Nitekim bu samimi tövbesi affına vesîle oldu. Hakkında Kur'ân-ı Kerim'de şu ûlvi âyet nâzil oldu: "Onlardan diğer bir kısmı da günahlarını itiraf ettiler. Onlar iyi bir ameli başka bir kötü ile karıştırmışlardır. Olur ki Allah onların tevbelerini kabul eder. Çünkü, Allah hiç şüphesiz çok yargılayıcı, çok esirgeyicidir." (Sûre-i Tevbe, âyet 102.).

Allâh'ın Rasûlü, Benî Kurayza'nın yaptıklarını hüküm vermek üzere, Evs kabîlesinin reislerinden Sa'd ibn-i Muaz'ı hakem olarak seçti. Sa'd da Hendek Harbinde yaralanmış, kendisi mescidde tedavi ediliyordu. Sa'd ibn-i Muaz, Benî Kurayza'nın ihanetine hükmetti ve haklarında şöyle karar beyân etti: "Erkek yahûdîler îdam edilecek, kadınlar ve çocuklar esir olacak. Malları ganîmet olacak".

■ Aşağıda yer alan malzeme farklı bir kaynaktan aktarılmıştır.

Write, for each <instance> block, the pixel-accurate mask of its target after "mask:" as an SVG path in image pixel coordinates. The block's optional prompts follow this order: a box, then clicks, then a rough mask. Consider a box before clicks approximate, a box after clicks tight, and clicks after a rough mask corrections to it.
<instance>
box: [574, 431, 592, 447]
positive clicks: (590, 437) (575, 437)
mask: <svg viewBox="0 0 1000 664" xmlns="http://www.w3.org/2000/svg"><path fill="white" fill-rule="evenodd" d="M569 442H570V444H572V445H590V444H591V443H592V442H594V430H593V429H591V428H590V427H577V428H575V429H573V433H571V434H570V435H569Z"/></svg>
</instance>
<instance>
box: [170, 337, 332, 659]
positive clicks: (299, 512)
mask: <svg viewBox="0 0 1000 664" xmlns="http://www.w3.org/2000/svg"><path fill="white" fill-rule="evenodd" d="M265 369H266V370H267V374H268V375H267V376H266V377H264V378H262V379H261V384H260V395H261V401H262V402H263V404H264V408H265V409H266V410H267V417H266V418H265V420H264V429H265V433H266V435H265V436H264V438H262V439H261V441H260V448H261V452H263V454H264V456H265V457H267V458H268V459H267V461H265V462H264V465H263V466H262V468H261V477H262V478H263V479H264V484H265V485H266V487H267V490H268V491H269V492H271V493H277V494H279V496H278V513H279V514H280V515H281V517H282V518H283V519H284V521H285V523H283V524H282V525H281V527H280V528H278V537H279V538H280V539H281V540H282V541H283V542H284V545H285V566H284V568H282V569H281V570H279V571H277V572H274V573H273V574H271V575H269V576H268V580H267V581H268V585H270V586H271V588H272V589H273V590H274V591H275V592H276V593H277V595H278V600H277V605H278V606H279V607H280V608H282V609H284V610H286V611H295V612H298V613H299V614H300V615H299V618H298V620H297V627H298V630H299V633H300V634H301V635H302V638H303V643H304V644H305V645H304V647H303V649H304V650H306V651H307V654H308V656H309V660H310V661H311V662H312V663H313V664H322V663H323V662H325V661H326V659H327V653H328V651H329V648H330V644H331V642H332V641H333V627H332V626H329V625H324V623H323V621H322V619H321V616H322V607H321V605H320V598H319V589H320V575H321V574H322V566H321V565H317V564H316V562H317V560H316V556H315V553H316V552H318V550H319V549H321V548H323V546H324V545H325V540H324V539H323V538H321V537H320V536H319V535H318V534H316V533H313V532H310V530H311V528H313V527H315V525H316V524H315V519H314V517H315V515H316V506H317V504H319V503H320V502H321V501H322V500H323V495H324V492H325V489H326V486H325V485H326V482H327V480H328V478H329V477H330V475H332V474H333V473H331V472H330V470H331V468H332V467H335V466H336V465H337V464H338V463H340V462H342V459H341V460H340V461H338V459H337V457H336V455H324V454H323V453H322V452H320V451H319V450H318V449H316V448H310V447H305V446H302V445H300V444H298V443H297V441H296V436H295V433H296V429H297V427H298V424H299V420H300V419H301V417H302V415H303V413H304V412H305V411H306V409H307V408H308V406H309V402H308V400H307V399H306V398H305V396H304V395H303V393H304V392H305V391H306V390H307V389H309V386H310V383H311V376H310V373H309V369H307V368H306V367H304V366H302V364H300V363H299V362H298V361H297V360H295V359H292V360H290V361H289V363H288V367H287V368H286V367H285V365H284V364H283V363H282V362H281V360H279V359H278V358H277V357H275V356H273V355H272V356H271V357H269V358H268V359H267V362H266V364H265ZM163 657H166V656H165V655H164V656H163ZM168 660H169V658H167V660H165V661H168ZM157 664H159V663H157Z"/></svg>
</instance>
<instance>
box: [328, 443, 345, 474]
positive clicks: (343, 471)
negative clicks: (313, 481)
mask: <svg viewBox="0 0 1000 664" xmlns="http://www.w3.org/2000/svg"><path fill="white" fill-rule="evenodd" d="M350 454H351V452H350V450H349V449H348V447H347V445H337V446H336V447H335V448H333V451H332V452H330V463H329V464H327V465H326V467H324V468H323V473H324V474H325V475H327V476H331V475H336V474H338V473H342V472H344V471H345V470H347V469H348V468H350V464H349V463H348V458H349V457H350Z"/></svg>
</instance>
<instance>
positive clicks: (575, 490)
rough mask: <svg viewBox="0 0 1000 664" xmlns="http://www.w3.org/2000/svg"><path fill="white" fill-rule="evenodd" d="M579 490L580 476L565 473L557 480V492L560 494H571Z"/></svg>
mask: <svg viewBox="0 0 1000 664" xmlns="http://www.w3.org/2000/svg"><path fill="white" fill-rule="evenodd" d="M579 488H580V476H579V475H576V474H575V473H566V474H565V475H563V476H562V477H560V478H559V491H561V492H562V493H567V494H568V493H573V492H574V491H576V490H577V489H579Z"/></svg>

Peygamberimiz O'na; "Ey Saad! Aynen Allâh'ın hükmünü verdin." dedi. Kararından memnun oldu.

Benî Kureyza yahûdîlerine bu hüküm hemen tatbik edildi. Onlardan kalan ganîmet, 1500 kılınç, 300 zırh, 1000 mızrak, 500 kalkan ve ok, koyun, deve ve diğer bâzı mallardır.